Maka adanya anggapan bahwa aku tidak layak membaca Kitab Suci karena saya orang berdosa adalah sesuatu yang keliru. Justru dengan membaca Kitab Suci, kita bisa belajar dari tokoh-tokoh yang ada untuk memperbaiki hidup kita. Kita tidak mau tetap tinggal dalam kedosaan, maka Kitab Suci menjadi pedoman bagi kita menuju kesucian. Dalam Kitab Suci juga kita bisa menemukan doa-doa yang bisa membantu kita untuk belajar berdoa dan kata-kata hikmat yang bisa mengajarkan kita bagaimana menjadi orang yang baik dan suci.

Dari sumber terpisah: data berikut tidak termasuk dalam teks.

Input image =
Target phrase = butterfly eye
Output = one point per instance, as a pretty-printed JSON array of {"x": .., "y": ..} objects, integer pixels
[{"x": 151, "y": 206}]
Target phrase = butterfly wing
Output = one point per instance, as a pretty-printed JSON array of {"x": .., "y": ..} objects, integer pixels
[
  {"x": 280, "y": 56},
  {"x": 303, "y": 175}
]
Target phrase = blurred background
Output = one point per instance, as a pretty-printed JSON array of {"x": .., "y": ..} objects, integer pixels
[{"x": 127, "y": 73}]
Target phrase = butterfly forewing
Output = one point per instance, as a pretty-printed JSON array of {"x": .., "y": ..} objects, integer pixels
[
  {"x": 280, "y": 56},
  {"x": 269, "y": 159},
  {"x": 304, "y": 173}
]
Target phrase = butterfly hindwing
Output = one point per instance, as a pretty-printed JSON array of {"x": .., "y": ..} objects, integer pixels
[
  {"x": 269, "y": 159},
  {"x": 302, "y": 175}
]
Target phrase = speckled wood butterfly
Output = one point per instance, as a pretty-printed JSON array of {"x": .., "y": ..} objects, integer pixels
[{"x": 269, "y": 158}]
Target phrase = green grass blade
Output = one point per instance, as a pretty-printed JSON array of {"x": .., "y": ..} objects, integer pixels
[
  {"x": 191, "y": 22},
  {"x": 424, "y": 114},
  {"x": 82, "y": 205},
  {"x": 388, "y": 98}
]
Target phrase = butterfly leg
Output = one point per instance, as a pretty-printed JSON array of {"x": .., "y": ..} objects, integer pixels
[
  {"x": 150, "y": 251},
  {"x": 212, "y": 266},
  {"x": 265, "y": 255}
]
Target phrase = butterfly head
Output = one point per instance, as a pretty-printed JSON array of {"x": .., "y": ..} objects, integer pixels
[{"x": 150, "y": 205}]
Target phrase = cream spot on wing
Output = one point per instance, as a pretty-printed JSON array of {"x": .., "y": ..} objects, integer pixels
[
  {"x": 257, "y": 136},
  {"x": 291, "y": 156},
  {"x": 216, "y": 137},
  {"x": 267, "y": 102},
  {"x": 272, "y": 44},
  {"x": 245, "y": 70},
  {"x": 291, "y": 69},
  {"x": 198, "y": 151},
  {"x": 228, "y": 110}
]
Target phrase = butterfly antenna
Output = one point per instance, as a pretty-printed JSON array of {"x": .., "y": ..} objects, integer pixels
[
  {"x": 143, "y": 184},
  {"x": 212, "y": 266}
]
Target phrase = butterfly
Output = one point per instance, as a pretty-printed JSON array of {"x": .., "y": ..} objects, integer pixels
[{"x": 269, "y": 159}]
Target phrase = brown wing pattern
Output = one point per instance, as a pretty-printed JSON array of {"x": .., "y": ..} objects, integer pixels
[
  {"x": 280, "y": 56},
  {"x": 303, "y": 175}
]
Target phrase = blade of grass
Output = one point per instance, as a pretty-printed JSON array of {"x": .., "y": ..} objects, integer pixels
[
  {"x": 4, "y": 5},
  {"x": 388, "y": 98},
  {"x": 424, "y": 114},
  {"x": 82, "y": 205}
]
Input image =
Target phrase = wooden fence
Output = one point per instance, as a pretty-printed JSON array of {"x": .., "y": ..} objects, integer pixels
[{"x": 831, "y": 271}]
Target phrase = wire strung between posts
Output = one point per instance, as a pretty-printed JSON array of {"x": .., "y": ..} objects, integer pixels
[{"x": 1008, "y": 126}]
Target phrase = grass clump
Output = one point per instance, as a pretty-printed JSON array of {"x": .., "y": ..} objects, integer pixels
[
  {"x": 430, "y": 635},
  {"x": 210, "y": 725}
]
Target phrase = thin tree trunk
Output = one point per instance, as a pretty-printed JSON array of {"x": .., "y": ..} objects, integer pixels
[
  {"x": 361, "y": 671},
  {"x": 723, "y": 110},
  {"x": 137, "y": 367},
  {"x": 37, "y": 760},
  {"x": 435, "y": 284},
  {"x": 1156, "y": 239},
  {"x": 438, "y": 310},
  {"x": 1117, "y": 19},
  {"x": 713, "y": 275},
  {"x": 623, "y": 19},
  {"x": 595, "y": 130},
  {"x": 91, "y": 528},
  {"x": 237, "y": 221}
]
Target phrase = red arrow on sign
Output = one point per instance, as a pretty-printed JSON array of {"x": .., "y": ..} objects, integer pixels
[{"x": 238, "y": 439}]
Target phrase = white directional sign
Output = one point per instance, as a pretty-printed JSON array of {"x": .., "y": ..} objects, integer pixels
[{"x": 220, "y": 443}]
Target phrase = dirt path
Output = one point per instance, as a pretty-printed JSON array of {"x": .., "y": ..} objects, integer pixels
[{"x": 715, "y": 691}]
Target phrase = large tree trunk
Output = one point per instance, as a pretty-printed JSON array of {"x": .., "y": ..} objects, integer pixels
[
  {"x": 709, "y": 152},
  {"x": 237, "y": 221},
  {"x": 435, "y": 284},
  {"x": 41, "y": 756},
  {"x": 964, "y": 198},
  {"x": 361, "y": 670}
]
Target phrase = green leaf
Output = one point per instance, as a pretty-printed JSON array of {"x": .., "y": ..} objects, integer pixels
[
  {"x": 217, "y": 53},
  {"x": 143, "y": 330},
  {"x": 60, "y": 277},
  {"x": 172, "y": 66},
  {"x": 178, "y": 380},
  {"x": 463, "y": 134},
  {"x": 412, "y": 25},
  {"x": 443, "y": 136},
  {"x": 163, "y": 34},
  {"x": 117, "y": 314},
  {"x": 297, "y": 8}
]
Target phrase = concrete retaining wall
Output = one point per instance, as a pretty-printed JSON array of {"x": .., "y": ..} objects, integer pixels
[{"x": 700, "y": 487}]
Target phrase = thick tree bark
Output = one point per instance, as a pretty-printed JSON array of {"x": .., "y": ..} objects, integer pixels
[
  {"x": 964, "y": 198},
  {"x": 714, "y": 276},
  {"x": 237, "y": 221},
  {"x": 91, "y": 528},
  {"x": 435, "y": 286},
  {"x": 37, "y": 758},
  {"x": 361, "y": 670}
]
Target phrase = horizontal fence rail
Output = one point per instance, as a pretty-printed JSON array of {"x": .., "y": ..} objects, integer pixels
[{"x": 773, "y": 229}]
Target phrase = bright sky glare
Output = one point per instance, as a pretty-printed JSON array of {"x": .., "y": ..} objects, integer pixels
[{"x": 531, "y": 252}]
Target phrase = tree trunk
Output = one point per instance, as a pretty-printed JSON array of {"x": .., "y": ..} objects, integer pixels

Menulis Kitab Suci Sendiri
Dengan memahami Kitab Suci seperti itu, kita tidak hanya belajar mencintai Kitab Suci tetapi juga belajar untuk menulis Kitab Suci sendiri. Artinya bahwa dengan belajar dari para penulis Kitab Suci, kita juga belajar untuk merefleksikan pengalaman iman kita sendiri dan jika kita menuliskan pengalaman iman itu dalam terang Roh Kudus maka kita sedang menuliskan Kitab Suci bagi diri kita sendiri. Semoga dengan bulan Kitab Suci ini, kita semakin dekat dengan Kitab Suci dan dengan demikian kita semakin mencintai Allah yang terus berkarya demi keselamatan kita.Tuhan memberkati kita. Amin.